Si Rase Kumala Bab 30 : Akhirnya ........(Tamat)

30. Akhirnya ........

Segera dia hendak melangkah, tapi sudah didahului oleh si Dewa Tertawa yang maju sembari tertawa gelak-gelak:

„Biasanya acara yang menarik tentu berada dibelakang. Lo- koay, biarlah aku yang maju pertama."

Si Rase Kumala tahu kalau sahabatnya memandang ringan lawan.

Hun-si-sam-sian bukan musuh yang empuk. Acara yang belakangan tentu lebih dahsyat, karena itu dia (si Dewa Tertawa) suka menyediakan diri lebih dulu supaya si Rase Kumala dapat memelihara tenaga.

„Bok loji, mengingat persahabatan kita yang begitu lama, baiklah, kau boleh jual tingkah,” sahut si Rase Kumala dengan tersenyum.

Bok Tong tertawa keras, sekali mengibaskan lengan baju, dia melayang ke atas dahan pohon. Leng-boh-siancu tenang menantinya. Begitu kaki lawan menginjak dahan, segera ia kebutkan kedua lengan bajunya. Serangkum hawa yang mengandung tenaga negatif lunak, menyambar dada si Dewa Tertawa.

Menurut peraturan dunia persilatan, dalam setiap pertempuran, kecuali berhadapan dengan musuh besar atau memang memandang rendah lawan, orang tentu akan saling memberi salam. Jadi nyata Leng-boh-siancu tadi sudah melanggar peraturan itu.

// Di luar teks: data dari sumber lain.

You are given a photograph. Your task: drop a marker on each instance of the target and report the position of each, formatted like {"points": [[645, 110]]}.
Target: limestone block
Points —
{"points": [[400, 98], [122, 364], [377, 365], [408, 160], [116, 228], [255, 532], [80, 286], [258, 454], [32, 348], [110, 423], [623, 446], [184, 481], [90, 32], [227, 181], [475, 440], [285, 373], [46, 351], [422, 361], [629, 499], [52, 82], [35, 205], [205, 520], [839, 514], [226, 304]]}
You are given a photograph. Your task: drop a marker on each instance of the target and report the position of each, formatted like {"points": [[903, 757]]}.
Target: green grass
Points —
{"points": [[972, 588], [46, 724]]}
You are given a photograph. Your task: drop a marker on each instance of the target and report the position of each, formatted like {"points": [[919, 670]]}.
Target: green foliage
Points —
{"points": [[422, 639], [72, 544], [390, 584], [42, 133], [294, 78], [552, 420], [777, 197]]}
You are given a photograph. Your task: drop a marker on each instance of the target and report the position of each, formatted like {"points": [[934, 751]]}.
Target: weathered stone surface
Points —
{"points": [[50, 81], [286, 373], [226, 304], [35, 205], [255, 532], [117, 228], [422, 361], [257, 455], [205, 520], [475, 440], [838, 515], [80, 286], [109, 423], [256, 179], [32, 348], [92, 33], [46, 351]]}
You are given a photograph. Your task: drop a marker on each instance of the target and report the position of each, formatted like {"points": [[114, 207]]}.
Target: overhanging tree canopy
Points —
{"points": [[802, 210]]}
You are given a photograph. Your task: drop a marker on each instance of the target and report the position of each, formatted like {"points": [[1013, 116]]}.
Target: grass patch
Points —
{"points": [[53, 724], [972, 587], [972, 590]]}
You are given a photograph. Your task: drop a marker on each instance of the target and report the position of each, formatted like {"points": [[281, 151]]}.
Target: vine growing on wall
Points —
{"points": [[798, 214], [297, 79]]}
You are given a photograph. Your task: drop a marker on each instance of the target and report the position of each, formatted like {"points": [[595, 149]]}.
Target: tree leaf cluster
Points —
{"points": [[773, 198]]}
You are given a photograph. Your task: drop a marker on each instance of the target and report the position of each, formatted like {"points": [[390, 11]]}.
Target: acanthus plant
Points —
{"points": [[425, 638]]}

Namun si Dewa Tertawa tak mengacuhkan. Berbareng tertawa keras, dia luruskan kedua tangannya ke muka dada lalu dibalikkan untuk menangkis.

Sama sekali Leng-boh-siancu tak mau adu lwekang dalam gebrak pertama, maka ia hanya gunakan seperempat bagian tenaganya untuk menjajaki lawan. Tapi si Dewa Tertawapun sudah mengetahui hal itu, jadi diapun tak sungguh-sungguh menangkis. Maka begitu kedua tenaga itu saling berbentur, kedua tokoh itu sama-sama mundur.

Pertempuran di atas pohon yang besarnya hanya  menyamai jari tangan, jauh bedanya dengan di atas tanah. Di atas ranting, memerlukan kepandaian gin-kang yang tinggi.

Demikian kedua tokoh itu saling berlincahan dengan gesitnya, tukar menukar pukulan lwekang dan baku hantam yang dahsyat. Leng-boh-siancu Hun Yak-hoa gunakan ilmu pusaka Peh-hoa-kiong yang termasyhur, yakni can-hoa-chiu. Sementara si Dewa Tertawa keluarkan ilmu tun-yang sip-pat- ciat yang sakti.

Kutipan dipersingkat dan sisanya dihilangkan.